Code references: Payments.sol, ServiceFeeDistributor.sol, InflationPool.sol, RewardVaults.sol, TangleMetrics.sol
Service Fees
Customers pay for blueprint services using the chain’s native token or an ERC-20 payment token (including TNT). Fees are split between:
- Developer (blueprint owner, or a payout address returned by the blueprint’s service manager)
- Protocol treasury
- Operators (weighted by that service’s per-operator exposure)
- Stakers (delegators who staked with the chosen operators)
The default split is 20% developer / 20% protocol / 40% operators / 20% stakers, and can be updated by governance.
Staker shares are routed per-operator to the on-chain ServiceFeeDistributor, which distributes fees to delegators based on:
- Delegated amount (and optional lock multiplier)
- Blueprint selection (
AllvsFixed) - Optional per-asset security requirements and operator commitments (and optional USD normalization via a price oracle)

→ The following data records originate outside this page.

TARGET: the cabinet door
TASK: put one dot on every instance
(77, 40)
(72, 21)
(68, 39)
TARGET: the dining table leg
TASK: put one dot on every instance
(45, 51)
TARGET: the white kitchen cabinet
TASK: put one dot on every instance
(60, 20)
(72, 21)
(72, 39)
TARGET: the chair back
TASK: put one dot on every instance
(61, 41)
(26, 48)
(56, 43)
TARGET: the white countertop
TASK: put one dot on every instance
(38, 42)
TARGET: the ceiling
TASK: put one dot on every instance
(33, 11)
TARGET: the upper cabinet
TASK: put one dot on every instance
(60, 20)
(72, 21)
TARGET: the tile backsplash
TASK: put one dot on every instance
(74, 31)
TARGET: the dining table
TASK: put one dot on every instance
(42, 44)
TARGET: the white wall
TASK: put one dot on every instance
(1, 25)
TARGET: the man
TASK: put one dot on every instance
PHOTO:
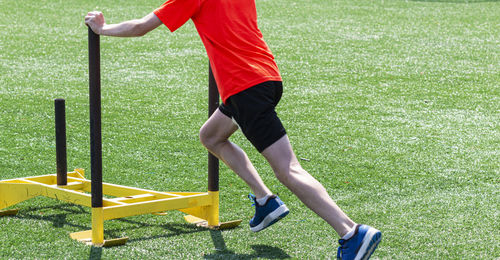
(250, 87)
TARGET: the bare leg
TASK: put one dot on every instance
(289, 172)
(214, 135)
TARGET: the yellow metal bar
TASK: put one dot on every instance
(213, 209)
(77, 185)
(135, 198)
(114, 212)
(13, 193)
(97, 226)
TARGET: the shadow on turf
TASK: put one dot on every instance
(46, 213)
(261, 251)
(456, 1)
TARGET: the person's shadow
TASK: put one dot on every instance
(261, 251)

TNT Incentives (Pre-Funded)
TNT incentives are distributed from a pre-funded on-chain pool:
InflationPoolholds TNT allocated by governance/treasury and distributes it in epochs.- The staking portion funds
RewardVaults, which pays TNT incentives for delegated assets (with a deposit cap per asset). - Other portions become claimable TNT balances for operators, customers, and developers.
- If
stakersBps > 0, a staker TNT budget is distributed by service exposure and routed throughServiceFeeDistributor.
Metrics and Scoring
The protocol can optionally record activity into a metrics contract (TangleMetrics) using best-effort hooks (failures do not block core protocol actions). Those metrics drive merit-based distributions in InflationPool.
- See Metrics and Scoring for details.
Why This Layout Works
- One staker fee path: Service fees always flow through
ServiceFeeDistributor, so payout math is consistent across tokens and services. - Budget clarity: Incentives only exist if governance funds them; there is no hidden inflation.
- Predictable integration: Developers can reason about exactly where funds go and how to claim them.